Der österreichische Autor Arno Geiger hat 2011 den Roman «Der alte König in seinem Exil» veröffentlicht. Darin schildert er zahlreiche Begegnungen und Erfahrungen mit seinem an Demenz erkrankten Vater. Hier zitiere ich eine wunderbare Passage aus dem Buch:
«Und einmal, als ich ihn frage, wie es ihm gehe, antwortet er: ‘Es geschehen keine Wunder, aber Zeichen.’ Und dann ansatzlos Sätze, so unwahrscheinlich und schwebend, wie sie einem manchmal in Träumen kommen: ‘Das Leben ist ohne Probleme auch nicht leichter.’»
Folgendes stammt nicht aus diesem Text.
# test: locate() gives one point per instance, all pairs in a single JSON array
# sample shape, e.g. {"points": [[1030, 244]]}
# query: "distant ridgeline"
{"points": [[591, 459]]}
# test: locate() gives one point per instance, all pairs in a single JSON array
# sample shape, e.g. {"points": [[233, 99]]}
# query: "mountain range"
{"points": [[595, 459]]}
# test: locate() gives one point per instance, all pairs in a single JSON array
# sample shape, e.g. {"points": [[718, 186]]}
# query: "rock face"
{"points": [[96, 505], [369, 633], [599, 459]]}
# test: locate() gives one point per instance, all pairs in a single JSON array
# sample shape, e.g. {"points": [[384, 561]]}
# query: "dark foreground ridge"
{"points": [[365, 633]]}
(Arno Geiger, Der alte König in seinem Exil, München, 2011, S. 11)
Es ist schon faszinierend, über welch poetische und klare Wahrheit Menschen mit Demenz manchmal verfügen! Würde uns das Leben leichter fallen, ohne Probleme? Oder würde uns gerade die Problemlosigkeit zum Problem? Und ja, Wunder bleiben in der Regel aus. Aber Zeichen, die gibt’s. Zeichen, die zur Wunderlosigkeit dieser Welt einen Widerhaken bilden und darauf hinweisen, dass es trotzdem anders sein könnte: fairer, menschlicher, gerechter.
Im Januar vor 20 Jahren wurde der Euro eingeführt. Diese Währung hat keine Wunder bewirkt. Eher im Gegenteil: Die Euro-Krise 2010 wurde zu einer der grössten Herausforderungen Europas seit Ende des Krieges. Dennoch glaube ich, dass diese Währung ein ungemein wichtiges Zeichen ist. 19 Staaten, die sich teilweise über Jahrhunderte bekämpft haben, haben es freiwillig und friedlich zustande gebracht, sich über den Euro aneinander zu binden, sich ein Stück weit voneinander abhängig zu machen. Ein Friedenszeichen! Das geht nicht ohne Probleme. Aber eben: Wäre das Leben ohne die wirklich leichter?